A Swedish EP on an observership in New York City reflects on the differences in care between the two developed nations.
Thanks to the Swedish Society of Emergency Medicine (SWESEM) and EMED EX I had the opportunity to spend two weeks at SUNY Downstate and Kings County Hospital in Brooklyn, New York. I am one of the first specialists in emergency medicine in Sweden, where EM has been a supra speciality since 2006. I am the resident program director at Södersjukhuset, the largest emergency room in Scandinavia, which is in the process of starting up a residency program in emergency medicine.
On visiting New York, I was first struck by the setting. I have been to New York City a couple of times before – even to Brooklyn in the 90s – but the taxi ride from Newark Airport to Flatbush in Brooklyn left me with mixed feelings. We drove over giant bridges, saw the Manhattan skyline, got lost in Brooklyn, had a malfunctioning GPS, and then I was finally dropped off at the residents halls at SUNY Downstate. All in all, it felt less like the world’s monetary center and more like, “Is it safe to go outside?” The few people I saw on the streets looked like gang members from some film. When I walked the neighborhood that first night, I walked quickly, found some fried chicken, and went straight back to my room. Phew! Later I realized the neighborhood was friendly but quite poor. I walked home in the middle of the night several timeswith no incident.
The next day I met Mert, one of the attendings and a member of EMED EX. He managed to get me an ID, a small, very pink piece ofpaper that helped me to get passed the guards watching every entrance. This is quite different than in Sweden, where access to the hospital is free. You never need an ID to get in; everybody comes and goes, for better or worse. In Brooklyn, many men and women in uniforms stood at checkpoints all over the hospital. Most of the time they seemed uninterested in my badge, but now and then someone really stopped me to make sure that the pink piece of paper was valid. I had to wonder at the value. Was this a way to keep people employed?
There were a lot of handshakes the first days. Everybody was very friendly and eager to help out. The United States is great in this aspect; people are largely easy going, talkative and open-minded. This came as a stark contrast to my visit to India a few years ago. On that trip, most doctors I met were very suspicious and not so keen on helping out.
My two week visit went by fast. I attended meetings, lectures and spent some time at the ER. Patients are more or less the same in NewYork as they are in Sweden. Some diagnoses are more common here, but there are no major differences in how we treat the patients. The large difference is that in the United States, emergency physicians are responsible for everything that is happening in the emergency department.
In Sweden, cardiologists are responsible for hearts, surgeons for surgery, and so on. The problem with this, of course, is that patients in the emergency department often don’t have a proper diagnosis when they present, or even after the workup, resulting in no speciality taking responsibility.
It was also striking that in the United States an attending has to sign for every patient. I observed that the residents in the later years are very good at what they are doing. Much better than most of the doctors staffing my emergency department back home, and yet they are still not allowed to work independently. In Sweden it is common that doctors fresh out of medical school work alone in emergency departments. Ofcourse, there is someone to call, but most patients are treated without consulting.
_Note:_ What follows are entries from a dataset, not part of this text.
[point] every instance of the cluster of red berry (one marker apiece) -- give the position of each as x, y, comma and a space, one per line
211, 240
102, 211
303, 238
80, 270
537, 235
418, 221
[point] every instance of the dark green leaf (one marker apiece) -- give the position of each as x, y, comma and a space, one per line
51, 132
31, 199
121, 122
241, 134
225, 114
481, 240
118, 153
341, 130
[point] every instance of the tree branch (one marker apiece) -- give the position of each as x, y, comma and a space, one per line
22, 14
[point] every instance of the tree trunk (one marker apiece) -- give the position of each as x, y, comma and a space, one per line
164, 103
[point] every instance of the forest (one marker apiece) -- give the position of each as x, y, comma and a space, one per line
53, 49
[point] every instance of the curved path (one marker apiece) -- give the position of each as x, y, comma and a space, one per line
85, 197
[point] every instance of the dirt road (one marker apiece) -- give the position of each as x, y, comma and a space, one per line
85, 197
Another thing I found interesting was the fear of malpractice, and the health insurance situation, which makes everything a little bit more complicated. A large portion of the population in the United States don’t have health insurance, and they are very reluctant to seek medical help because it is very expensive. I met a man who lost the distal part of a fingertip last winter in an accident. He went to the ER to get help. No operation, just some revision and wound dressing. The invoice was $8,000 dollars. An uninsured American friend asked me for advise regarding his heart. When I suggested he see a doctor and check his ECG, he said that it would be too expensive for him. He would rather wait and hope for the best.
It would seem that in the United States, a lot of people don’t seek R Transatlantic medical help at all, or at least wait until the very last minute. On the other hand, those who seek medical help get every possible test and are signed off by a specialist to make sure that all the standards of medical care have been met. Right across the street from the hospital was a law office specializing in malpractice cases, further driving home that malpractice is something American doctors have to take into consideration every time they treat a patient.
Back home I sometimes get tired of all patients seeking help for very insignificant problems. But at least I don’t have to send all of them through the CT or MRI scan and do an extensive work up. Medical care in Sweden is easy to access and cheap for the population. It’s true that we do provide a little less care – maybe sometimes too little. However, I think that some of the workup and follow up in New York is too much, at least when you consider the number of people who aren’t getting any medical care at all.
For Swedish emergency medicine, I think the future looks bright. If we can get as skilled as the American specialists and practice in our environment without insurance companies, or fear of malpractice suits, I am confident we can bring the highest quality emergency care to our patients.